Он вернулся к столу и сел напротив Альбера.
— Почему ты отказываешься прийти ко мне, поговорить, — спросил Альбер.
— Да я не отказываюсь. Господин Мишель мне сказал, но мне некогда было. Уборка хлеба. Вы же знаете, что это такое.
— Я же пришел к тебе.
— Вы — это другое дело. Вы себе хозяин.
— Ну раз я пришел, может, поговорим?
— Что ж. Я не против.
— Ты знаешь, о чем речь будет?
— Нет, — ответил Альсид, но, очевидно, хорошо это знал.
— Мишель тебе разве не сказывал?
— Он сказал, что вы хотите со мной поговорить, вот и все.
— Ну ладно. Я насчет тех двух гектаров, которые ты у него купил.
— А-а! — протянул Альсид насмешливым, раздражающим тоном. — Вот вы о чем! Земля хорошая. Я доволен. Спасибо хозяину, что он мне ее продал.
— Ты теперь вклинился между его полем и моим.
— Верно.
— Ты уже не можешь расширить свой клин ни в одну сторону, ни в другую.
— Понятно. Да я, знаете, еще и не могу очень широко размахиваться и не надеюсь собрать в своих руках целое поместье. Если найдется что-нибудь подходящее и если деньги будут, мне все равно, что одно поле, что другое.
— Я очень рад, что у тебя такие мысли.
— Но, разумеется, эти два гектара я уж сохраню за собой. Подумайте, ведь что там ни будет впереди, а это первое мое владенье.

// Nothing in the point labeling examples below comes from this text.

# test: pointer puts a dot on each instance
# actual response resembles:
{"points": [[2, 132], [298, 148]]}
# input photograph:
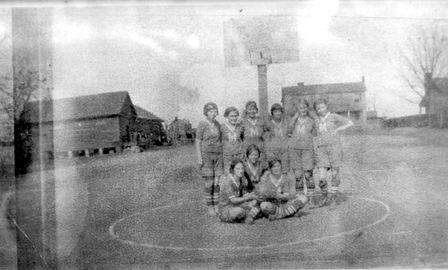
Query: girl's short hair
{"points": [[303, 101], [233, 164], [276, 106], [230, 110], [320, 101], [209, 106], [252, 148], [251, 104], [273, 161]]}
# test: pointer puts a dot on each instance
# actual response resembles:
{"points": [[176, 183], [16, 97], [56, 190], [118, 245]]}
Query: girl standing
{"points": [[276, 146], [254, 167], [329, 148], [253, 129], [231, 132], [301, 147], [209, 151]]}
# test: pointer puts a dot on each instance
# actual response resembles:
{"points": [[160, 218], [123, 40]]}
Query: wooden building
{"points": [[435, 100], [87, 124], [148, 129], [346, 99]]}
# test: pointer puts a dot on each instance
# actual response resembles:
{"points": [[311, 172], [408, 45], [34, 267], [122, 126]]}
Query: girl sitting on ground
{"points": [[236, 203], [273, 192]]}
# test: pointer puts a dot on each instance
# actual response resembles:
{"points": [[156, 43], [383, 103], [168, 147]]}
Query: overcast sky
{"points": [[170, 57]]}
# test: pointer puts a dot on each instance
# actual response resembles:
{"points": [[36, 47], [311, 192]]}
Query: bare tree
{"points": [[13, 99], [424, 58]]}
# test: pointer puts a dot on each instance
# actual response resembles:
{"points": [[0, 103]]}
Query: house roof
{"points": [[332, 88], [80, 107], [441, 86], [142, 113]]}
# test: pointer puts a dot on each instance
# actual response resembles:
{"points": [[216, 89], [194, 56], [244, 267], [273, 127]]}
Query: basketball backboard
{"points": [[250, 40]]}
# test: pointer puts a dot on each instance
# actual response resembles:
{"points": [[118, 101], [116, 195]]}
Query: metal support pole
{"points": [[263, 91]]}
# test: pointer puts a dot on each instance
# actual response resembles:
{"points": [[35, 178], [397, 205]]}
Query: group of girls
{"points": [[245, 161]]}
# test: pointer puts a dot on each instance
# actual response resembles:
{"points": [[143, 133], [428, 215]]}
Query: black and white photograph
{"points": [[224, 134]]}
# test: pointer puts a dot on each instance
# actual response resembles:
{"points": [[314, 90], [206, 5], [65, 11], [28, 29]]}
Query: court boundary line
{"points": [[146, 245]]}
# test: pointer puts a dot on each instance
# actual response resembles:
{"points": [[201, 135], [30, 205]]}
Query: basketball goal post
{"points": [[261, 41]]}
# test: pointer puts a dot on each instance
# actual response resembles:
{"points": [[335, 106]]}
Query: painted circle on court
{"points": [[185, 226]]}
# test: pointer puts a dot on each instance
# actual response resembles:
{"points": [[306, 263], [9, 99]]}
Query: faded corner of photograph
{"points": [[224, 135]]}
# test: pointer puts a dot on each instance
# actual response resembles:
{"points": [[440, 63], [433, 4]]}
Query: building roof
{"points": [[371, 114], [332, 88], [441, 87], [80, 107], [144, 114]]}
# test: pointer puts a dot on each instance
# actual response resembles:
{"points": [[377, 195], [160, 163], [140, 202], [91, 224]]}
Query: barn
{"points": [[435, 100], [346, 99], [83, 124], [148, 129]]}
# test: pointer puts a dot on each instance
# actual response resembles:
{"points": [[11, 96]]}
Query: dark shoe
{"points": [[249, 220], [275, 217]]}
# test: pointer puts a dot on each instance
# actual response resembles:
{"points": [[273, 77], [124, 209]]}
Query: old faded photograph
{"points": [[224, 135]]}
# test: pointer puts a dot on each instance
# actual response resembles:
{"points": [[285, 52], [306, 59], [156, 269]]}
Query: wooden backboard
{"points": [[248, 40]]}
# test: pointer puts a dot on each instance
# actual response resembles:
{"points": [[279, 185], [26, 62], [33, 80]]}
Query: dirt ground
{"points": [[145, 210]]}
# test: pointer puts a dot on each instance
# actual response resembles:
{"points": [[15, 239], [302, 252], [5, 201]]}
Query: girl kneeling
{"points": [[236, 203], [273, 191]]}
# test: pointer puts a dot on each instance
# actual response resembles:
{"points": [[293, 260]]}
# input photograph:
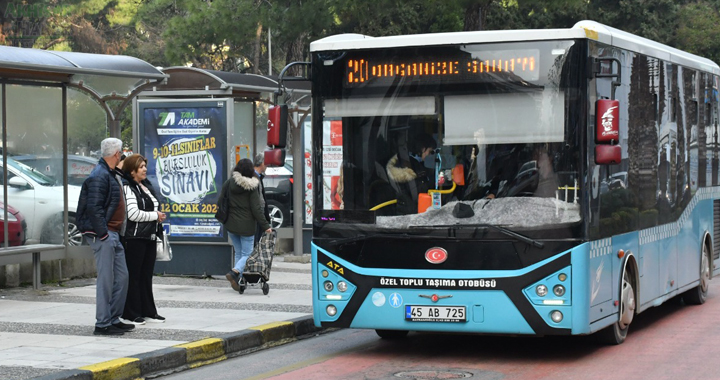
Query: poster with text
{"points": [[185, 146], [332, 160]]}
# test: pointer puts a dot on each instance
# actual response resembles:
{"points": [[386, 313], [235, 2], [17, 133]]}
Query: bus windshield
{"points": [[461, 135]]}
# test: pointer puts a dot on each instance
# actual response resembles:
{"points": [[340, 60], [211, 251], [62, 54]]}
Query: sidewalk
{"points": [[49, 333]]}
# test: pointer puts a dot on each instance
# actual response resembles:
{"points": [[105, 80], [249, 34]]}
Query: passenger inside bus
{"points": [[409, 176]]}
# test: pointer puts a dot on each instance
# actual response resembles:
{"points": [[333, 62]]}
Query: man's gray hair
{"points": [[259, 159], [110, 146]]}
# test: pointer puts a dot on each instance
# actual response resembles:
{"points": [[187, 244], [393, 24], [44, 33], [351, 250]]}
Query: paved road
{"points": [[50, 330], [668, 342]]}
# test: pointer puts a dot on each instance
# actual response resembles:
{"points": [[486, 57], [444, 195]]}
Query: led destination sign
{"points": [[474, 67]]}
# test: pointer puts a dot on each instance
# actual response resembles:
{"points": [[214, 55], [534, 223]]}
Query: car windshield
{"points": [[35, 175]]}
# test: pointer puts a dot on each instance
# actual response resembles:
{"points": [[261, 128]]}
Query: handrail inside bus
{"points": [[381, 205]]}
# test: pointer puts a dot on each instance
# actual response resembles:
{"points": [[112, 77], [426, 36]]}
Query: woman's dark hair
{"points": [[132, 164], [245, 168]]}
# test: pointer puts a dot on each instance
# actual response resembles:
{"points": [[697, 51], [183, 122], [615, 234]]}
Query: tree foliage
{"points": [[237, 35]]}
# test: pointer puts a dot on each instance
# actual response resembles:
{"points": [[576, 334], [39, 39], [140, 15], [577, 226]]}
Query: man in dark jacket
{"points": [[259, 164], [101, 216]]}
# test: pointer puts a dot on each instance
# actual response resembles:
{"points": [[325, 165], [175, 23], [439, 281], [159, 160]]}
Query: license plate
{"points": [[435, 313]]}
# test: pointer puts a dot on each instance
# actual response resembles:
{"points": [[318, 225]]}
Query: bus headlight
{"points": [[541, 290], [556, 316], [331, 310]]}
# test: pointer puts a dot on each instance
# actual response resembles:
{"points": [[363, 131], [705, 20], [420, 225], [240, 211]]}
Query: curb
{"points": [[193, 354]]}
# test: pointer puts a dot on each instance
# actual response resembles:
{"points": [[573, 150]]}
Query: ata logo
{"points": [[335, 267]]}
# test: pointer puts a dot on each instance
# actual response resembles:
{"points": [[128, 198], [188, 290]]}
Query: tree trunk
{"points": [[258, 45], [476, 15], [296, 53]]}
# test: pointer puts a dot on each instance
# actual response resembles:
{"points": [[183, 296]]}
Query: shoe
{"points": [[156, 319], [234, 278], [110, 330], [136, 321], [124, 326]]}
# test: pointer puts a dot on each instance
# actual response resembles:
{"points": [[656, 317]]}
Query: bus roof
{"points": [[583, 29]]}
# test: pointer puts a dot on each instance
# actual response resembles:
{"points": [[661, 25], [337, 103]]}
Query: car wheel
{"points": [[54, 229], [279, 214]]}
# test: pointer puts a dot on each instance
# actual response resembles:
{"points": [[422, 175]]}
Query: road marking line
{"points": [[123, 368]]}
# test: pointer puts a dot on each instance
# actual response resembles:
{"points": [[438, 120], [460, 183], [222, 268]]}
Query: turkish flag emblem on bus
{"points": [[608, 120], [436, 255]]}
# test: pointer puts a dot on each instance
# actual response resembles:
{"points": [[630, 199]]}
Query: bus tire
{"points": [[698, 294], [391, 334], [617, 332]]}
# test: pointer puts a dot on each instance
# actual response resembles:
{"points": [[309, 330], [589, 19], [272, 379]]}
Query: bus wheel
{"points": [[391, 334], [617, 332], [698, 294]]}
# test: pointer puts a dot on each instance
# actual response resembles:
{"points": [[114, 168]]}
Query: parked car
{"points": [[17, 227], [79, 167], [40, 199], [278, 183]]}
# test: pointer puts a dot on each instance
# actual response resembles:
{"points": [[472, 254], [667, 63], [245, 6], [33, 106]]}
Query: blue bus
{"points": [[525, 182]]}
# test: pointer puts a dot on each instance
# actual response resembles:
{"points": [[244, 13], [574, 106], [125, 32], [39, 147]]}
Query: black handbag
{"points": [[223, 204]]}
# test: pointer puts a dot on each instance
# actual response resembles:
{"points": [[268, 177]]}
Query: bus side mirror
{"points": [[608, 154], [277, 126], [274, 157]]}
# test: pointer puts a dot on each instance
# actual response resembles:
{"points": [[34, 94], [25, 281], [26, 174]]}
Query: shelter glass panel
{"points": [[34, 163]]}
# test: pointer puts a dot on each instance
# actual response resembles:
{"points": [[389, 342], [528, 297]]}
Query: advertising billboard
{"points": [[185, 144]]}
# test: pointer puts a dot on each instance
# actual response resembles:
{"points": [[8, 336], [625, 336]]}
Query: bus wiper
{"points": [[501, 229]]}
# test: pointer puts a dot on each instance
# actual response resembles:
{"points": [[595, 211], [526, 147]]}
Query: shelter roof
{"points": [[192, 78], [23, 62]]}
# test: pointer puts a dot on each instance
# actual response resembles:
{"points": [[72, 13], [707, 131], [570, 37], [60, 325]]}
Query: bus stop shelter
{"points": [[55, 105]]}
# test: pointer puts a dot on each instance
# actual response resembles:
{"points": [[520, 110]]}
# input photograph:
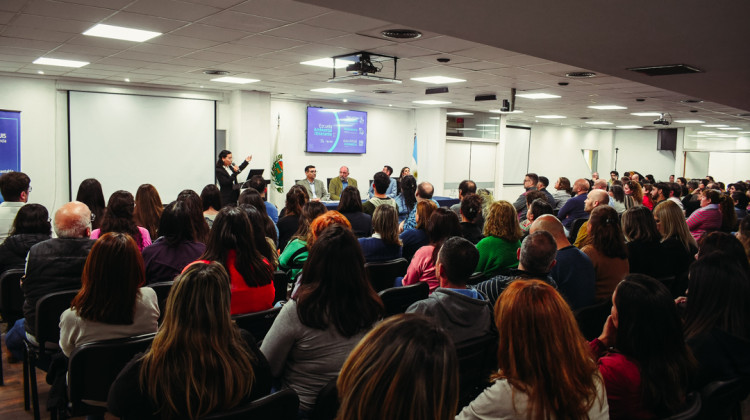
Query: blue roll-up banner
{"points": [[10, 142]]}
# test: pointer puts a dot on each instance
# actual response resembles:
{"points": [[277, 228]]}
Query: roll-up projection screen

У вас-то ведь всегда была земля, и вы не можете понять, что эти два гектара для меня значат.
— А я хотел просить тебя, чтобы ты мне их продал.
— Почему же вы не купили их у господина Обуана?
— Я пришел после тебя.
— Жаль!
— Я на войне был, Альсид.
— Да. Конечно. Но ведь уже четыре месяца, как вы вернулись.
— Надо было мне сперва оправиться, в себя прийти.
— А когда вас тут не было, сестра-то ваша оставалась.
— Да ведь хозяин в доме — я, без меня она ничего не могла решать.
— Вот как! — насмешливо сказал Альсид. — Она, стало быть, всегда спрашивает у вас позволения.
Краска залила лицо Альбера.
— Моя сестра свободна…
— Да я ничего не говорю против. Я тоже свободен. Ваша Адель могла поговорить об этих двух гектарах с господином Обуаном, она с ним видалась, он ей давал советы. Когда я попросил хозяина: «Продайте мне», — он мне ответил: «Да, продам». Разве я мог думать, что если бы вам или вашей сестре захотелось купить эти два гектара, то вы не пришли бы к господину Обуану первыми?